However, 2002 brought two bright spots in his life, a Grammy nomination for his album of classics, It Had To Be You: The Great American Songbook and his continuing romance with golden-haired model Penny Lancaster, to whom he became engaged in early 2005. Rod's life from his first headline-making relationship with Britt Ekland to Penny can be traced as much through his string of blonde-bombshell girlfriends and wives as through his discography. Following a high-profile relationship with Britt in the Seventies, Rod went on to have two children Kimberly, born in 1979, and 1980 arrival Sean with first wife Alana, whom he divorced after five years in 1984.
A new baby, Ruby, with model Kelly Emberg arrived in 1987, before he met his second wife, the model Rachel Hunter. The two wed in 1990. The couple had two children together Renee, born in 1992, and Liam McAlister, a 1994 arrival. After nine years the marriage failed, and the singer began dating covergirl-turned-photographer Penny, with whom he became a dad again for the sixth time after the birth of their son Alastair Wallace in November 2005.

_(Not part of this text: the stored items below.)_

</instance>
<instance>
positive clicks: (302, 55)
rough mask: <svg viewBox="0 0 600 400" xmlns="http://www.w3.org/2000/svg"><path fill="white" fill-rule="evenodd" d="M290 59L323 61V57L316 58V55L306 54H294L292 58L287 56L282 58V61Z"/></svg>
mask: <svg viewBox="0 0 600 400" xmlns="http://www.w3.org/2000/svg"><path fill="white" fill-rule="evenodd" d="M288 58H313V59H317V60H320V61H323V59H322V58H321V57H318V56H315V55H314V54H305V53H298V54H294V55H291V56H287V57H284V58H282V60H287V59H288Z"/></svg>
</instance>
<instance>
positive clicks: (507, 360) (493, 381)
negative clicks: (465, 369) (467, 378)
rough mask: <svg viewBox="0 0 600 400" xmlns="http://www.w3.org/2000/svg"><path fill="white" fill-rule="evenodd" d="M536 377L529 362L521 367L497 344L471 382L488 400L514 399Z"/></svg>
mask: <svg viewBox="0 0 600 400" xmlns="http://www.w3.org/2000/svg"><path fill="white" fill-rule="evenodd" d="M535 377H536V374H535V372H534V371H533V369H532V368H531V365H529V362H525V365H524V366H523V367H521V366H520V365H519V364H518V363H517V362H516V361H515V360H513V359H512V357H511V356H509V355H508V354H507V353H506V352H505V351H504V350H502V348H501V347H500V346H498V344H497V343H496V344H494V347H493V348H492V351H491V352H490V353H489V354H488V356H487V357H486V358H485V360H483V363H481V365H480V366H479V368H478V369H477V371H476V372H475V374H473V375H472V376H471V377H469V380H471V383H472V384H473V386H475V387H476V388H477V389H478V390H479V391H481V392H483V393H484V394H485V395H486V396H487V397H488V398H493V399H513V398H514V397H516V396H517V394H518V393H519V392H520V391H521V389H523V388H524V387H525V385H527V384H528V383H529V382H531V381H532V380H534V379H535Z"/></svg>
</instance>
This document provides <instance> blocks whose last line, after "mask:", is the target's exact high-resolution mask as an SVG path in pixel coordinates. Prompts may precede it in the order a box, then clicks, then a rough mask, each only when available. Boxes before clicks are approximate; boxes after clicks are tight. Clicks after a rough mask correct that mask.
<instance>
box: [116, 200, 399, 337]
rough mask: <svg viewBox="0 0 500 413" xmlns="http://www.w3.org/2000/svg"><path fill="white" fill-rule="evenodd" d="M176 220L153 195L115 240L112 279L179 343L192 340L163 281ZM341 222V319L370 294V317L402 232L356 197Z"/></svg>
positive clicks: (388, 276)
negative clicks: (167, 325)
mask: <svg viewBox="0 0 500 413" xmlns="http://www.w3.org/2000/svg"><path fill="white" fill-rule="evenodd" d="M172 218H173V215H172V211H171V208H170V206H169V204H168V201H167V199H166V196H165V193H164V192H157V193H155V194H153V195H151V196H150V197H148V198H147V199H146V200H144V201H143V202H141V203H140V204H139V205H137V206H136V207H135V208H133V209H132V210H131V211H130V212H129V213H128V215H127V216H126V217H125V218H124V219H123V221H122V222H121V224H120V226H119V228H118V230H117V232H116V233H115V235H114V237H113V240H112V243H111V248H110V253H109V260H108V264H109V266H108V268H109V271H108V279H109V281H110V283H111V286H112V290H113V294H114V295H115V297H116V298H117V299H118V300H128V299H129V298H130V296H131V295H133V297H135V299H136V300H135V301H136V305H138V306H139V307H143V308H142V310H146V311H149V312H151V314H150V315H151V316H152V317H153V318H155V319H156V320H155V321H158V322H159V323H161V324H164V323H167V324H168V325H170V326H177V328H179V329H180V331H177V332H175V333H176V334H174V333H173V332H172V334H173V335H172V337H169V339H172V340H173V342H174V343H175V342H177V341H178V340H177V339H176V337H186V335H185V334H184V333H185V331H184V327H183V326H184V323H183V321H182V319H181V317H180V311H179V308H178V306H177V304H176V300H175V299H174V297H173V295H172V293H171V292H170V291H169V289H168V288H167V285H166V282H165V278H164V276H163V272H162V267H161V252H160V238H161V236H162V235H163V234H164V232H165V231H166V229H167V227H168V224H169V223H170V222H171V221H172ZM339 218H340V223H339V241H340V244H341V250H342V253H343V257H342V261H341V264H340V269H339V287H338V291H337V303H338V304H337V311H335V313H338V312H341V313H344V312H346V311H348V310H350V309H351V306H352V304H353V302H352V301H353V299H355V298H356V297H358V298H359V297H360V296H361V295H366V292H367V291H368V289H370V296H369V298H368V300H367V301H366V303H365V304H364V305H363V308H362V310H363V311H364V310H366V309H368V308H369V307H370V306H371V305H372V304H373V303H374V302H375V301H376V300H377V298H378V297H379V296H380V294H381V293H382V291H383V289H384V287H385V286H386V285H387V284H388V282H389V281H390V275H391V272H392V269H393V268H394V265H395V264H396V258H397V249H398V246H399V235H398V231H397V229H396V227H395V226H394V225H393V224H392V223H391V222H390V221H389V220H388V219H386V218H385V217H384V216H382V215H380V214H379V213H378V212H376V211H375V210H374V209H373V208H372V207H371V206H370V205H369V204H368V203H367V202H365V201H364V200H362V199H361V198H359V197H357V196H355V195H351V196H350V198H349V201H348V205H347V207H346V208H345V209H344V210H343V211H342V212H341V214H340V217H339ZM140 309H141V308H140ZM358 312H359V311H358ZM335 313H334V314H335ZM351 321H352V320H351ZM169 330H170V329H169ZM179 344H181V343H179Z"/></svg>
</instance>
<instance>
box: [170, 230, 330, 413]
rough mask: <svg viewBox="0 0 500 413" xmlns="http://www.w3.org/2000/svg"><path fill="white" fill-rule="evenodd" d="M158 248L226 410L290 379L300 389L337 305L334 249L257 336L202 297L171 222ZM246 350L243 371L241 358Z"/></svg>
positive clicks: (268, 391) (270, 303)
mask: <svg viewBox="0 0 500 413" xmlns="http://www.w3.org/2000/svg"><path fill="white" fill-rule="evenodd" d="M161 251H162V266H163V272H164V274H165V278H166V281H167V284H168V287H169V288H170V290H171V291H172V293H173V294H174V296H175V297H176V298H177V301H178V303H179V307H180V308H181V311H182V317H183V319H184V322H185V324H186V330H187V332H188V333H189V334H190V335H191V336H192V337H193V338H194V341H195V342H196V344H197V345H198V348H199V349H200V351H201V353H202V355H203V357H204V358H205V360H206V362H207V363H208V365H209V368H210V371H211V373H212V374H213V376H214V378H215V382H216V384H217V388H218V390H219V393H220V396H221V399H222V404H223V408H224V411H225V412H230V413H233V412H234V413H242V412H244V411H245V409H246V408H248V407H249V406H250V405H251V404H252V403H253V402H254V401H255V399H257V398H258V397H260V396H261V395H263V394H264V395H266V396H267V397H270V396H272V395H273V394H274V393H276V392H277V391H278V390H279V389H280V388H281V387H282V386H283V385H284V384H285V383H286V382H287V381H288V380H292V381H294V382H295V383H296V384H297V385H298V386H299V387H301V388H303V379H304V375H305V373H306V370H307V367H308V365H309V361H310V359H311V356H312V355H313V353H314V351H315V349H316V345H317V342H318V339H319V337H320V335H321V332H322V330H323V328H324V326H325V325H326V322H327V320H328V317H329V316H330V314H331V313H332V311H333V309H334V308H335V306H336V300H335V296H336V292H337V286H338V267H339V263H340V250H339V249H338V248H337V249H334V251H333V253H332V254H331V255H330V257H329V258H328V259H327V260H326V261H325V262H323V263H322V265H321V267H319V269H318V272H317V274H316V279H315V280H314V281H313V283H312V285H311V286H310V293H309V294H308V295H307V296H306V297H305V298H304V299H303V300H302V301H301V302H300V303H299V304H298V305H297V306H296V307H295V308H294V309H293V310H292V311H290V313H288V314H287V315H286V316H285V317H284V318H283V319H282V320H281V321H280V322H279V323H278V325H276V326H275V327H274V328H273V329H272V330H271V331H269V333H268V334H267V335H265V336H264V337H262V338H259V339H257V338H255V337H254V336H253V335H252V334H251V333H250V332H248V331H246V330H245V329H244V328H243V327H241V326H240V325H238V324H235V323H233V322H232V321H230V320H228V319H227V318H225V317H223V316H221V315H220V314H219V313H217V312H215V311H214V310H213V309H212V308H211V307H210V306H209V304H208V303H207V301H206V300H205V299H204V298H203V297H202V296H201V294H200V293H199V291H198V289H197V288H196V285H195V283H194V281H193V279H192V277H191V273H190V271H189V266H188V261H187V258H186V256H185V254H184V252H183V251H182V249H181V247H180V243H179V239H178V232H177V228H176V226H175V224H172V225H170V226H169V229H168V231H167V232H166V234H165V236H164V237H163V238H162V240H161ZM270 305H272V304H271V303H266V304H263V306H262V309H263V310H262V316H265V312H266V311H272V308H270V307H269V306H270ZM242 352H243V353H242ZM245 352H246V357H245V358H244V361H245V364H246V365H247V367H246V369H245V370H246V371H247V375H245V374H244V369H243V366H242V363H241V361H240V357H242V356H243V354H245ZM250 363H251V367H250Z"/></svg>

Sorting out the logistics of Rod's relationships can be complicated just ask the singer himself. "I wrote some of my best love songs ever when I was unhappy and my saddest love songs when I was very much in love," he says. "When I wrote You're In My Heart, which is an uplifting song, I had just broken up with… Now, who had I just broken up with?"
In 2016 he was recognised for his services to music and charity with a knighthood in the Late Queen's Birthday Honours.